I don’t know about my pain threshold anymore. I do know, in a way I never did before, that pain is its own country. I have tremendous empathy for people who live with substantial pain on an ongoing basis. Often I looked at Grace, trying to listen to what she was saying, her voice muffled by the ringing of pain in my head, feeling like I was across a moat in a different place altogether from her and my regular world. A regular world I had never appreciated until it was stolen from me, replaced by this foreign place full of pain. It is both exhausting and terrifying to ride the day-in, day-out ebb and flow of pain, the peaks of agony and the valleys of oh-maybe-I-am-okay-now almost-normalcy. Every time I breathed a sigh of relief and thought, yes, finally, I’m on the road to recovery, something would flare up, and I would return to bed, eyes full of tears and heart full of fear.
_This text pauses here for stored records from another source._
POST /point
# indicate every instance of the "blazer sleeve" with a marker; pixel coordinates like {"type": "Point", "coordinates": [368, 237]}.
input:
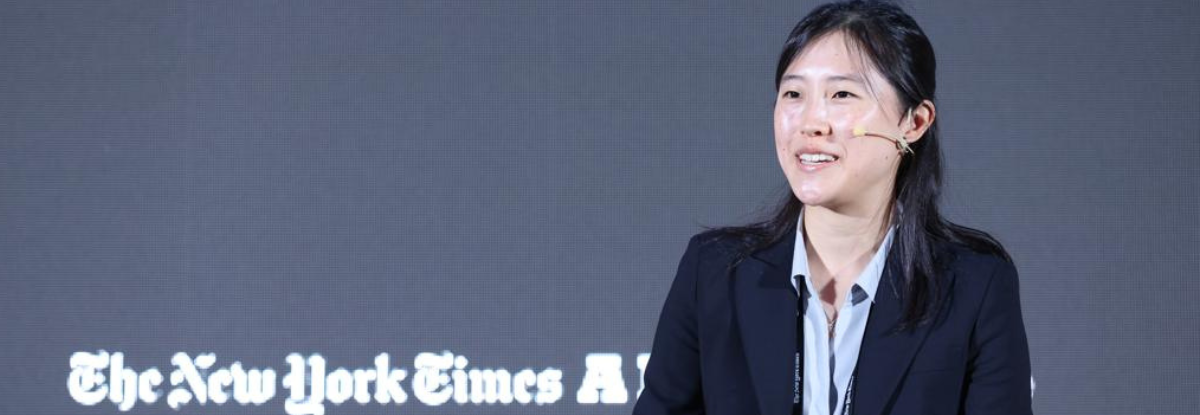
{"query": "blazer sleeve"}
{"type": "Point", "coordinates": [672, 374]}
{"type": "Point", "coordinates": [999, 373]}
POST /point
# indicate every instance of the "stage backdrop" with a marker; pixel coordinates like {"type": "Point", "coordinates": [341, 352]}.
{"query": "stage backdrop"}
{"type": "Point", "coordinates": [478, 206]}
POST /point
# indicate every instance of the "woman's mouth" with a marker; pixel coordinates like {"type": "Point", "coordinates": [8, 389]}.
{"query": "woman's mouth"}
{"type": "Point", "coordinates": [815, 161]}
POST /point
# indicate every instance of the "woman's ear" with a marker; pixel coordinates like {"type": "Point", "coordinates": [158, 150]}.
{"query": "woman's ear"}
{"type": "Point", "coordinates": [919, 120]}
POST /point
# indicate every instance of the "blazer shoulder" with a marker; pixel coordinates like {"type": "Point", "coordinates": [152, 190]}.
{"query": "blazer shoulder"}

It is the helplessness of it, as well as the emotional content, that shocked me the most. I would get pulled under by a riptide of pain, unable to do anything about it. And the incredible fear, that I had never anticipated. I am familiar with emotional pain, in all its range, but I did not realize that physical pain carried with it a big emotional burden. My mind would get on its hamster wheel: will this never improve? Am I going to live like this for the rest of my life? I can see how quickly chronic pain leads to immense depression. I am not depressed, though: right now I am marveling, more than anything, at the power of pain.
My other observation is that pain is absolutely exhausting. A few weeks ago I wrote about being tired, and about feeling quiet. Some of that is surely seasonal, and the particular rhythms of my spirit and mood. But the tiredness stuck around, persistent, thick, heavy, and I began to wonder if it was also partially caused by my pain. Now I suspect it was (and is). I am wading through thigh-deep snow these days, slow going, feeling spent, both emotionally and physically, more quickly than usual.
I read Kristin Noelle’s beautiful post last week with tears streaming down my face. She writes of a harsh few months, of a demanding season, and of the release of finding herself in a soft place. These lines in particular moved me:
What if becoming (painfully, gut-wrenchingly, sometimes) aware of our fear is not always a sign that we’re far off from peace, but actually quite the opposite: a sign that we’re actually close enough to peace to start collapsing into it, to start admitting to ourselves or someone else how hard things have been?
Clearly, the ways that this last month have been difficult for me are more physical than emotional, though, as I said, there was a soul component that I had not expected. What have this pain, and the pain’s handmaiden, fear, come to teach me? I ask myself this over and over again, in the day and in the night, wondering, wondering. Perhaps they are a sign, as Kristin says, that I draw ever nearer and nearer to peace. I’d like to believe it.
Note: I believe, firmly, that both of my ailments were helped, not impeded (and certainly not caused by) the cleanse I was on.